World Cup Daily Diary: Argentina takes it all
How do you throw the trophy twice and still walk away with it?
Some people think that a higher power has a hand, that there is some predetermined plan for Lionel Messi to win his World Cup, to mark the final i on the map. his résumé, that it was as simple as that. Others would suggest that Argentina are just better at penalties, and somehow, somehow, by the toe length of Emi Martinez, they got there. Or you could say it was just a bunch of weird things that happened.
Because Argentina stole the trophy. France spent 79 minutes looking for bits and pieces of a team that had spent the weekend with the flu. While Didier Deschamps’ tactics never really made France look alive, at least until they got the ball in to Kylian Mbappé, that approach (combined with people running around as if they were trying) being very careful not to pee in my pants) produced a very good result. lethargic and ignorant performance. France is not only behind Argentina but also second in everything. Playing a medium block or low block works when you close the space you intended. It’s not so much when you just stand still, like the Fa basically did.

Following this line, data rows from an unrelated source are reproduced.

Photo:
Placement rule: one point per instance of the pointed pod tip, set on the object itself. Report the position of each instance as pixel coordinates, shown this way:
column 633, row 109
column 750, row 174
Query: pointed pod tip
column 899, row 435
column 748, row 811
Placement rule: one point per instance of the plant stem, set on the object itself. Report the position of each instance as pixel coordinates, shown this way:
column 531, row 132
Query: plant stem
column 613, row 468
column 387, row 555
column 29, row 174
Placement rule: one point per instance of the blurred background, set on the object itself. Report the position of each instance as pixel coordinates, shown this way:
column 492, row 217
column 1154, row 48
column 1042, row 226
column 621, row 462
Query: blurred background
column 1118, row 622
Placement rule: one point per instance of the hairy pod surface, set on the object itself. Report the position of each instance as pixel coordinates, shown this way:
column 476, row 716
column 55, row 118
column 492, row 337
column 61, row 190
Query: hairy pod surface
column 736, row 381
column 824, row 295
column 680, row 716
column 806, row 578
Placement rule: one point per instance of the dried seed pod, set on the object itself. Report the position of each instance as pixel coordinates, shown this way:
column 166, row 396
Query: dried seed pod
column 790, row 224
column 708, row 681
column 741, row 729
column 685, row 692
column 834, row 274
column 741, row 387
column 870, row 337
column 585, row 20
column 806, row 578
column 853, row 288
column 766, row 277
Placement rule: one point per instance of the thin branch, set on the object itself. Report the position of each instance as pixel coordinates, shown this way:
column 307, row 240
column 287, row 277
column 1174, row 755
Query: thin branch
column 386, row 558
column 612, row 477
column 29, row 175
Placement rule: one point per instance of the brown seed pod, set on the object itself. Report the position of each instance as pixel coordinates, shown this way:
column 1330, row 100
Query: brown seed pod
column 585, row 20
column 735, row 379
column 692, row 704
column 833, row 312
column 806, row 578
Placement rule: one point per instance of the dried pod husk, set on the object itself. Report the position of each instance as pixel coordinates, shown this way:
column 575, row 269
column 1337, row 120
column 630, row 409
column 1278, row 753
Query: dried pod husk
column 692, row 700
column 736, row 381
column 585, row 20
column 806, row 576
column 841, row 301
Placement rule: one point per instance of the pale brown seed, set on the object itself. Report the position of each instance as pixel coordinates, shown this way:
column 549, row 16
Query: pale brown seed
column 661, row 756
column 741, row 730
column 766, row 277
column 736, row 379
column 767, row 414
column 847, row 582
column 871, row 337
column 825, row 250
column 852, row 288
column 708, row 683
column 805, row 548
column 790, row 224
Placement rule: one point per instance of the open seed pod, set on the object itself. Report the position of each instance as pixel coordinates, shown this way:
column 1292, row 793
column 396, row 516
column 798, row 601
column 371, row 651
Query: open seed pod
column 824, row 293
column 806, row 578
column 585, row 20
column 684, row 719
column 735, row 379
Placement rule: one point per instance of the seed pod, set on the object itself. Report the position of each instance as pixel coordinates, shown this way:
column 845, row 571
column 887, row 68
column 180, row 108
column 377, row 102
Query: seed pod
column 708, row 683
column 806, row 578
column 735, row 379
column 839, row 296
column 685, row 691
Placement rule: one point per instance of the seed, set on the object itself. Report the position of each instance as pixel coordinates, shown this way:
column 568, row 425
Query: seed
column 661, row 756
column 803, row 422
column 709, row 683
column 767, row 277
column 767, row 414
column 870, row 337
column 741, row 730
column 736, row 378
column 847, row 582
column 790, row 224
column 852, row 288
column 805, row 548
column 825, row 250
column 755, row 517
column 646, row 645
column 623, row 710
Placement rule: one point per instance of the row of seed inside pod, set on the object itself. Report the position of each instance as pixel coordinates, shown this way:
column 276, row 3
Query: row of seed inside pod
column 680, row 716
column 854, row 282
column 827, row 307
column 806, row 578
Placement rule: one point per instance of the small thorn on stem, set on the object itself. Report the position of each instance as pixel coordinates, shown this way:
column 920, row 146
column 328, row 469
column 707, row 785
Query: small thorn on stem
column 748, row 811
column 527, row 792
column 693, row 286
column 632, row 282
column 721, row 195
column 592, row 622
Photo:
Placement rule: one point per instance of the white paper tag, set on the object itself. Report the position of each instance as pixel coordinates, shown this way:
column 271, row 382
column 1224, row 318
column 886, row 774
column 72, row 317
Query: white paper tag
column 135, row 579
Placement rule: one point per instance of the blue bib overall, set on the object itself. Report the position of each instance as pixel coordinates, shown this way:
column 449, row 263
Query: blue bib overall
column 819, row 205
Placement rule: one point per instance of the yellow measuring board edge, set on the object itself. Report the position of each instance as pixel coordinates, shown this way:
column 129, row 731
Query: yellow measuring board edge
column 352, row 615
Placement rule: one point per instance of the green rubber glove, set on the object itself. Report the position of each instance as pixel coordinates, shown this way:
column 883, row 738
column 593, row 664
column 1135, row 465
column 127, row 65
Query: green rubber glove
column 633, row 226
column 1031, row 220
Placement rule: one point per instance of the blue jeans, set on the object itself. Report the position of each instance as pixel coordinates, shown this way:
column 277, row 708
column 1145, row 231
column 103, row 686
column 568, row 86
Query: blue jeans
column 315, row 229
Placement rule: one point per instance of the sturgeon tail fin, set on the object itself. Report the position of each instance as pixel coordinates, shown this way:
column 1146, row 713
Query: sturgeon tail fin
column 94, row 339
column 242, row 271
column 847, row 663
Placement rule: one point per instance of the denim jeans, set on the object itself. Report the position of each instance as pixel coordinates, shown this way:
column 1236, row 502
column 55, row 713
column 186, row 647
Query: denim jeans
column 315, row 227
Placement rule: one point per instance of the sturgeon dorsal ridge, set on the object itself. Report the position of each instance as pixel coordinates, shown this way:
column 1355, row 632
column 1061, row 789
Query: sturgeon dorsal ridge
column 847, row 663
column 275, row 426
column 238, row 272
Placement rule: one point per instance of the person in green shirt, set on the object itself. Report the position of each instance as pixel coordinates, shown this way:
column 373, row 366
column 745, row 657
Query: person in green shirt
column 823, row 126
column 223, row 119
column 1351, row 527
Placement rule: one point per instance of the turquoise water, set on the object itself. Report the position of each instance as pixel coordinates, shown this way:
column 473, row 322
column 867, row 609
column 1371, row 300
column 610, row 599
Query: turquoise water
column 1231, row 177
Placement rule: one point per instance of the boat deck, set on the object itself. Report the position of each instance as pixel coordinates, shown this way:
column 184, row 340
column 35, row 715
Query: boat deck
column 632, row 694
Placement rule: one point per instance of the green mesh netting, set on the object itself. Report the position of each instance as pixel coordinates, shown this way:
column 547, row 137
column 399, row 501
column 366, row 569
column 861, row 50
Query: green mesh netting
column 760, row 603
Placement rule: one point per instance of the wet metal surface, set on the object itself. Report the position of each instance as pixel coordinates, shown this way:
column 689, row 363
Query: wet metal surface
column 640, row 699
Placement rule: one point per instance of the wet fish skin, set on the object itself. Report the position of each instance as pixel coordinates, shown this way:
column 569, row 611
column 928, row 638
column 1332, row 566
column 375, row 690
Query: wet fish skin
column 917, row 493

How France has felt about the virus that has hit their team this week, we will probably never know the full extent of it. But there are some penalties for letting Antoine Griezmann, who is essentially a striker, play in midfield, especially when he’s up against a dynamic and industrious opposing midfield like Enzo Fernández, Rodrigo De Paul and Alexis Mac Allister. Argentina outnumbered, dominated, more discerning and beat the French midfield, essentially having a 3v2 advantage over Griezmann cut off everything.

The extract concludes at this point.